Para 2026, el sector inmobiliario en León, Guanajuato, se ha consolidado como un pilar de resiliencia y dinamismo dentro del Bajío, impulsado por una mezcla estratégica de inversión industrial, verticalización urbana y una estabilización en las tasas de financiamiento. A continuación, comparto las próximas tendencias:
1. Auge industrial y el efecto nearshoring.
León, junto con el corredor Silao-León, concentra cerca del 70% de la construcción industrial del estado. Para este 2026, la Secretaría de Economía de Guanajuato ha gestionado proyectos de inversión que buscan diversificar la manufactura tradicional hacia sectores de mayor valor agregado.
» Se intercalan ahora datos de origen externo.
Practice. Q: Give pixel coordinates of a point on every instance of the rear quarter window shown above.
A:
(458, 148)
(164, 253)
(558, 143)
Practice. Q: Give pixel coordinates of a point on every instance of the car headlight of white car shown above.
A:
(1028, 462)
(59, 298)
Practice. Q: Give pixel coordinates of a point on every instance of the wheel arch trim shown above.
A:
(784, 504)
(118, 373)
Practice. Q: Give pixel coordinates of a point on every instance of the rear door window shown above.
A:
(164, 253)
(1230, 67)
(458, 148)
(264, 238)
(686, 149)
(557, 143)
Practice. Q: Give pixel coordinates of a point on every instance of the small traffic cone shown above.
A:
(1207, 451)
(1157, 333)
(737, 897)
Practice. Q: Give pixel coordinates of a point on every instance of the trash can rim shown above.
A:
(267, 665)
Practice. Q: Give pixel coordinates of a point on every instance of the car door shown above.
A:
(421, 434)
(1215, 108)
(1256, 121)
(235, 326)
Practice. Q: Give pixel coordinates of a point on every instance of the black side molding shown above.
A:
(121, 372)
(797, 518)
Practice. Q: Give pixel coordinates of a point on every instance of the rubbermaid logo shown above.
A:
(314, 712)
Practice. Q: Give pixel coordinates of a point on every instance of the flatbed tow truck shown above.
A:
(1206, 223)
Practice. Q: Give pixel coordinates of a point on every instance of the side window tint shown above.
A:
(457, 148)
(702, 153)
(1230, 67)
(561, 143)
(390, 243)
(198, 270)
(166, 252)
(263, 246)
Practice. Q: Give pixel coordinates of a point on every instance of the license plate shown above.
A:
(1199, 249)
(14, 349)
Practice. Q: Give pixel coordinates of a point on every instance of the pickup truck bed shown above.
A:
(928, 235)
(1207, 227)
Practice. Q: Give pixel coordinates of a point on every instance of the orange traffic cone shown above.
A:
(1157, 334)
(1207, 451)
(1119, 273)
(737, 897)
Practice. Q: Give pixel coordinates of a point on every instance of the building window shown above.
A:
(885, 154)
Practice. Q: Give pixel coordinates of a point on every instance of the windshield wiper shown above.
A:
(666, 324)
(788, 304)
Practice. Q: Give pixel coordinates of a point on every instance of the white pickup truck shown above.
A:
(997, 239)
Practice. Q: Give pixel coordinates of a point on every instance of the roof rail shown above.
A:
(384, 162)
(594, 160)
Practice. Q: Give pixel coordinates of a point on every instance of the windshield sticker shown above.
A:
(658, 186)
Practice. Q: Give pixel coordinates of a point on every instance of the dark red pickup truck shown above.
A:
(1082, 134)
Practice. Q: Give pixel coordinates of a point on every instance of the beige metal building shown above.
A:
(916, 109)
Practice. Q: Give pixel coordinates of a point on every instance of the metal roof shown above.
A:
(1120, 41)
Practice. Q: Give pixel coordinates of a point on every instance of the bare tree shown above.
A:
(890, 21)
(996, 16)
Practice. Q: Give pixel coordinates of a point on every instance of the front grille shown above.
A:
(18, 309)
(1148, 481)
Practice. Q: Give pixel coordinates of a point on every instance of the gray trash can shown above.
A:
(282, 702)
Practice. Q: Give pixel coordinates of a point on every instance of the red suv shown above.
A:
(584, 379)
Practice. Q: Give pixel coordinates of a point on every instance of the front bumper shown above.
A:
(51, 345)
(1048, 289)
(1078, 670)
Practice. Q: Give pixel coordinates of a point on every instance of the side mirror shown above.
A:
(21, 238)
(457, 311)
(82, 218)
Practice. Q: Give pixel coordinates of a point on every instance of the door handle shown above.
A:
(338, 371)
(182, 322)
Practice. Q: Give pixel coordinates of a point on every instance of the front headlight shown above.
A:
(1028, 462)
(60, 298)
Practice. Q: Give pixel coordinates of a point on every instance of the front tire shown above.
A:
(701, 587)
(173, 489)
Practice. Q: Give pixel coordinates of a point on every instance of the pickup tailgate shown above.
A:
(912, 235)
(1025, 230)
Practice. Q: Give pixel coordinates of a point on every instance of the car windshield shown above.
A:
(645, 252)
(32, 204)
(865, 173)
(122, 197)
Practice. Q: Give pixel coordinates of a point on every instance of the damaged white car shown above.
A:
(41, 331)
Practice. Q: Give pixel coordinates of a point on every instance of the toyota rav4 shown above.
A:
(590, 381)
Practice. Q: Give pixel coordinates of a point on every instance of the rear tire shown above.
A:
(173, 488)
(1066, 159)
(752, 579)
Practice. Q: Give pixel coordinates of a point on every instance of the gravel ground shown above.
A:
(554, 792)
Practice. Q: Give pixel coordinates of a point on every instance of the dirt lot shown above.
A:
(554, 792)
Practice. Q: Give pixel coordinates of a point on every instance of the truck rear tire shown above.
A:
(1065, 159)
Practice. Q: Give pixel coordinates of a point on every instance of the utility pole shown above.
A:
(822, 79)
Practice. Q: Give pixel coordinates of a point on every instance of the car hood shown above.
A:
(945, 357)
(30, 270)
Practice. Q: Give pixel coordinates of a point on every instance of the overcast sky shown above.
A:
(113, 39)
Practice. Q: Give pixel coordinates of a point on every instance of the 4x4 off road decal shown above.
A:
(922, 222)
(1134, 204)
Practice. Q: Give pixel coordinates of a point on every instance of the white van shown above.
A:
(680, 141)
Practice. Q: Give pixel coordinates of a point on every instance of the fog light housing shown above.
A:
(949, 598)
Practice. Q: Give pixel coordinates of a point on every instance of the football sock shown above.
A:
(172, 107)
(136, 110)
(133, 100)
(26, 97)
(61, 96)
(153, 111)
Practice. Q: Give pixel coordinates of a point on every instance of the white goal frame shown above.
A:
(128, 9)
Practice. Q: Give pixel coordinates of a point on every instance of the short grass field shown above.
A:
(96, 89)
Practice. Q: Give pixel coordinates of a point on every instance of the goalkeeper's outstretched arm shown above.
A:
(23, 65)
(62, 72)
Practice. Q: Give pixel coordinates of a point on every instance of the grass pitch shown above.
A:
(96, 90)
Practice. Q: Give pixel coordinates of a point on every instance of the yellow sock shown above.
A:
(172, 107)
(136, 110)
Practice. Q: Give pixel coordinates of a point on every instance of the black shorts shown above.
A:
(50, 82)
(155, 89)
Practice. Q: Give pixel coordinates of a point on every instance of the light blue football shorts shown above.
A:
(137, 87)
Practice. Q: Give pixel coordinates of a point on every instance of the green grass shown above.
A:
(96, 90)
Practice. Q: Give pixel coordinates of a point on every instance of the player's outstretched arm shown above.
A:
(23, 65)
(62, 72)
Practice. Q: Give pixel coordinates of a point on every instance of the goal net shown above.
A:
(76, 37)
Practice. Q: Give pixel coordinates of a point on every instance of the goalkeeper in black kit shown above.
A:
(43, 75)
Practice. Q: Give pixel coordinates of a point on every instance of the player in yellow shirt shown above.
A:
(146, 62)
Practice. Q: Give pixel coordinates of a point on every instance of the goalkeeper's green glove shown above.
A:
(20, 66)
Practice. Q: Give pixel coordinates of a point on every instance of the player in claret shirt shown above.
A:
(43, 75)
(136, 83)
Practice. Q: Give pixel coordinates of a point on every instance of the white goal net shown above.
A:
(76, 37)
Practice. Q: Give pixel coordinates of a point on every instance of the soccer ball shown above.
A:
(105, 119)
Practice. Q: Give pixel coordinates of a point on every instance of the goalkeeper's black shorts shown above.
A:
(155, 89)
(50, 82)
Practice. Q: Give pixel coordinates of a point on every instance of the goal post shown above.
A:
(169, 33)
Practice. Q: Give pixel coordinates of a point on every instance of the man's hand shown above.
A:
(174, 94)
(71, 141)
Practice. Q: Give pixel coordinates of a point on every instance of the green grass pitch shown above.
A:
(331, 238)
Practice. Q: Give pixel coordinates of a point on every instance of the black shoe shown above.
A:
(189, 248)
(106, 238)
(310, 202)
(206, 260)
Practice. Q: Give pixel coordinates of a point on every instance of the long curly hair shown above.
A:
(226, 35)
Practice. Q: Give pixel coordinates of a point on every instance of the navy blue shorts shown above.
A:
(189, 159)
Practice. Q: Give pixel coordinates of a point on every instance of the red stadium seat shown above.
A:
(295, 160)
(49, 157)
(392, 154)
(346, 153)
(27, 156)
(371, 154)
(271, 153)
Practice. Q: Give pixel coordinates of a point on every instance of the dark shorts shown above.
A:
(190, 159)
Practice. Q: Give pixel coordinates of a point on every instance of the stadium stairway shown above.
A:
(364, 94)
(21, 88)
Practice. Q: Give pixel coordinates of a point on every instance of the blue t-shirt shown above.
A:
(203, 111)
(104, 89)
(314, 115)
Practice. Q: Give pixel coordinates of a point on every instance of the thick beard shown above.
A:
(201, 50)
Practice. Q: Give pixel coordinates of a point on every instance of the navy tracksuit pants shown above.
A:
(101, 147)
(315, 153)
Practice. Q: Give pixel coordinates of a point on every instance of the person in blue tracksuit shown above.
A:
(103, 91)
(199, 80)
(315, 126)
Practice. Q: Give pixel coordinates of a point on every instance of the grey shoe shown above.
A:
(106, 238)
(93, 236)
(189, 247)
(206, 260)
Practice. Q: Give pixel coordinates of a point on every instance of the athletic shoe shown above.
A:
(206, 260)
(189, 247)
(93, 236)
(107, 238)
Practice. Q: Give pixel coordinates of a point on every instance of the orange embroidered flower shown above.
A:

Esto no solo demanda naves industriales, también presiona la vivienda, por la llegada de ejecutivos y personal especializado, lo que eleva la demanda de inmuebles residenciales y corporativos.
2. Verticalización y nuevos polos residenciales.
Ante la escasez de suelo en zonas centrales, los desarrollos de usos mixtos —que integran comercio, oficinas y departamentos— son la tendencia dominante. Zonas como el norte y el sur (cerca de la salida a Silao), mantienen una plusvalía creciente. Al inicio de 2026, el precio medio de la vivienda en la región se sitúa alrededor de los 1,746 €/m² (referencia de mercado internacional), reflejando un ajuste tras el incremento del 9.8% observado en 2025.
3. Condiciones hipotecarias y perfil del comprador.
A diferencia de la incertidumbre de años anteriores, el 2026 ofrece un respiro para los compradores. Las tasas hipotecarias han mostrado una tendencia a la baja, situándose cerca del 6.3% – 6.6%, lo que ha reactivado el interés de las familias jóvenes y los inversionistas patrimoniales. Sin embargo, el comprador actual es más analítico, priorizando:
• Sustentabilidad. Proyectos con ecotecnologías y ahorro de recursos.
• Conectividad. Cercanía a centros de trabajo y servicios de salud.
• Seguridad. Desarrollos con acceso controlado y monitoreo avanzado.